Wir vermitteln Tagesmütter an geflüchtete Mütter

Besonders für Familien mit 0-3jährigen Kindern ist es schwer, in Wien einen Betreuungsplatz zu finden. Städtische Kinderkrippen sind meist an eine Erwerbstätigkeit gebunden, private sind in der Regel für geflüchtete Familien nicht leistbar. Viele Mütter entschließen sich, auf ihre Deutschkurse zu verzichten. In dieser Zeit bleiben Kind und Mutter weitgehend isoliert und haben Schwierigkeiten, sich zu integrieren. Das wollen wir ändern.

Wir begleiten auch nach der Vermittlung weiter

Geflüchtete Mütter, die erst wenig Deutsch sprechen, bekommen vom Weltkindernetzwerk in der Eingewöhnungsphase eine Mentorin an die Hand, die ihre Muttersprache spricht und die Kommunikation mit der Tagesmutter erleichtert. Wir unterstützen die Mütter außerdem bei Behördengängen und bieten geflüchteten Familien die Chance, soziale Kontakte aufzubauen – beispielsweise bei monatlichen Veranstaltungen und Ausflügen.

Unsere Lösung ist simpel, aber effektiv

Tagesmütter können sich um jedes Kind individuell kümmern.

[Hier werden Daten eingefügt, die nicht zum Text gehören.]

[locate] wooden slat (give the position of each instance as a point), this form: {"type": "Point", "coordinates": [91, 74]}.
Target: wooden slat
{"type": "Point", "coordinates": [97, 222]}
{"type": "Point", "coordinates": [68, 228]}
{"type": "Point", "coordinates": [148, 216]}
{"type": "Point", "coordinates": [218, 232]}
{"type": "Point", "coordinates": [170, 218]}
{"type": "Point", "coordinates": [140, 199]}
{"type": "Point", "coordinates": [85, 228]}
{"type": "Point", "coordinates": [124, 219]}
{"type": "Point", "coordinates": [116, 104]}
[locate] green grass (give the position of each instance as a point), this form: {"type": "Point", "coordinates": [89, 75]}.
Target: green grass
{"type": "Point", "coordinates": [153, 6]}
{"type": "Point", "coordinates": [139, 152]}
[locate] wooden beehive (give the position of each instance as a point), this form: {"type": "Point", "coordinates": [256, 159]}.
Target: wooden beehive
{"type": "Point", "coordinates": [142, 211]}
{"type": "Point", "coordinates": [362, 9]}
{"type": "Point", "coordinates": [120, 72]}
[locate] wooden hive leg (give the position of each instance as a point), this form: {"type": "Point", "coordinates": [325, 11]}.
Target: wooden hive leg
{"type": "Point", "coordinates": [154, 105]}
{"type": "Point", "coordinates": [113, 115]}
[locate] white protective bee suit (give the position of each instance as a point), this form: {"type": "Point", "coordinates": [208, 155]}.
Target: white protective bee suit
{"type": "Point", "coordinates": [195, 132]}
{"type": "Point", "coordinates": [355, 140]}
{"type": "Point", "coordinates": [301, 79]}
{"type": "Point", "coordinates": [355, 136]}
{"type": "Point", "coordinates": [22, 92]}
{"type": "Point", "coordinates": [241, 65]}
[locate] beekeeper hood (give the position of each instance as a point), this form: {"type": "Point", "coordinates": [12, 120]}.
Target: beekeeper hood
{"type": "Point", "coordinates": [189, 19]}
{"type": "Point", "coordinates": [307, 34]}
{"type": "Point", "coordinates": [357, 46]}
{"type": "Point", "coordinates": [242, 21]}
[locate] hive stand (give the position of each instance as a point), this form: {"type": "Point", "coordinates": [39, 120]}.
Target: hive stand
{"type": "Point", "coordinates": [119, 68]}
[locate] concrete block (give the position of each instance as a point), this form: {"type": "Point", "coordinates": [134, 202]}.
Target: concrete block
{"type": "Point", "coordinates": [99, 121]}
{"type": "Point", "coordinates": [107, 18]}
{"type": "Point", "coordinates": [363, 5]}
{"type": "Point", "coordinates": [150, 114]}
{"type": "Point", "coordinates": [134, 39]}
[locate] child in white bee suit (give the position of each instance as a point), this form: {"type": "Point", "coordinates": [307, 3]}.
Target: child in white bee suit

Kinder erhalten durch sie viel Zuwendung, feste Strukturen und eine fixe Bezugsperson – Rahmenbedingungen, die besonders nach einer Flucht sehr wichtig sind. Und die Mütter können einen Deutschkurs besuchen, ein Praktikum machen oder arbeiten. Mit dem Weltkindernetzwerk verschieben wir den Startpunkt der Integration geflüchteter Familien um 1-2 Jahre nach vorne.